The loss of someone you've been close to, whatever the cause of their death, can bring intense feelings of grief.
But losing someone through suicide can cause reactions and emotions that are different to those felt after death from illness, an accident or natural causes. The fact that a person's death involved an element of choice raises painful questions.
Shock, social isolation and feelings of guilt can be greater when bereavement is caused by suicide than when it's caused by other types of death.
It's not uncommon to have nightmares or recurring images of the death, even if you didn't see it happen.
"The grieving process is characterised by questioning and a search for an explanation," says Professor Keith Hawton from the Centre for Suicide Research, University of Oxford.
Professor Hawton helped develop a guide for people bereaved by suicide and other sudden, traumatic death, entitled Help is at Hand (PDF).
"Talking to other people is crucial," says Hawton. "Sharing your feelings with other people can be extremely therapeutic. Going through the details of what happened can be helpful.
"Some people get trapped at the stage at which they have recurring images or nightmares for other reasons, perhaps due to guilt. But talking can help them move on."
If the images persist and you find they interfere with your life, ask your GP if they can refer you to a specialist who can help.
Looking for answers
Many newly-bereaved people will ask, "Why?" but there isn't always a straightforward answer.
"People will have different explanations," says Hawton. "There's a tendency to think about a single cause for each death, but that's rarely the case.
"Cases are often complex. There may be a trigger for the event, but studies show there are often several factors. These may be historical, family and genetic, for example."
Hawton says that finding answers isn't easy, because all the information is not always at hand. "Nonetheless, searching for an explanation is useful and essential," he says. "People get to a point where the death makes more sense to them and that's part of the healing process."
Going over what could have been done to save someone from suicide is a natural reaction. Everything can seem painfully obvious with the benefit of hindsight, and the "What ifs?" may seem endless.
Changes in behaviour that lead to suicide can be gradual. Even mental health professionals find it hard to know when a person is particularly at risk.
"Once a person has decided to take their life, they can go to great lengths to cover up their plans," says Hawton.
Self-blame after a suicide
A suicide can cause feelings of intense guilt, self-blame and self-questioning among family and friends.
"There is often a considerable sense of guilt and shame," says Hawton. "Suicide is still a stigmatised topic, although, thankfully, attitudes are changing."
People often avoid talking to someone who has lost a loved one by suicide, because they don't want to cause offence.

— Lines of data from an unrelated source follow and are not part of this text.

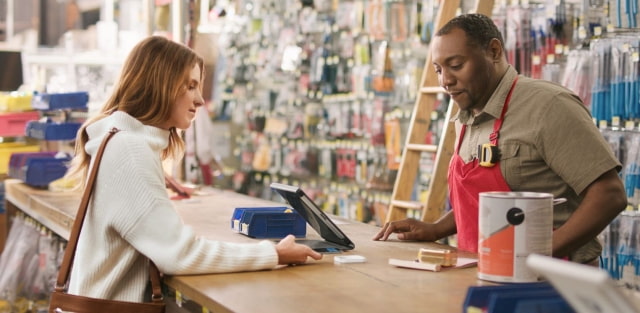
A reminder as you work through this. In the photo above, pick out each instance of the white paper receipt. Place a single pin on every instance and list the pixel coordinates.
(340, 259)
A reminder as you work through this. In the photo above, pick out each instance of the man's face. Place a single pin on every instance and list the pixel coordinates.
(465, 71)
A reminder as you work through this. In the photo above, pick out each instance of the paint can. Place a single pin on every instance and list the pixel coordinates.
(511, 226)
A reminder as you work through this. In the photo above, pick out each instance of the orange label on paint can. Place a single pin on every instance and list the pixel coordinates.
(512, 225)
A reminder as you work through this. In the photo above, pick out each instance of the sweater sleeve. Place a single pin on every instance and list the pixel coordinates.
(161, 236)
(145, 217)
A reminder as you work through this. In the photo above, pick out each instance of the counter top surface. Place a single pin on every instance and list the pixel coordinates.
(318, 286)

Hawton says this can reinforce feelings of shame and stigma in the bereaved.
"This reticence makes the bereaved person feel worse and more isolated," says Hawton.
This can lead the bereaved person to cut themselves off from people who could help them, because they feel worthless or fear further rejection.
It may help to talk about your feelings with someone you trust. Talking about your feelings will help you to get a realistic perspective on them. If your feelings of guilt persist, you might find it helpful to discuss them with a support group or talk to a counsellor.
People bereaved by suicide sometimes worry that suicidal tendencies are inherited and they may become more vulnerable to suicidal thoughts of their own.
If you have feelings like this, it may help to discuss them with a support group or your doctor.
"Such thoughts usually pass with time, but it's vital to seek professional help if they become very strong," says Hawton.
You may feel isolated and as though you haven't been able to talk about, remember and celebrate all aspects of the life of the person you've lost. Joining a support group for people bereaved by suicide can to help reduce the sense of stigma and isolation.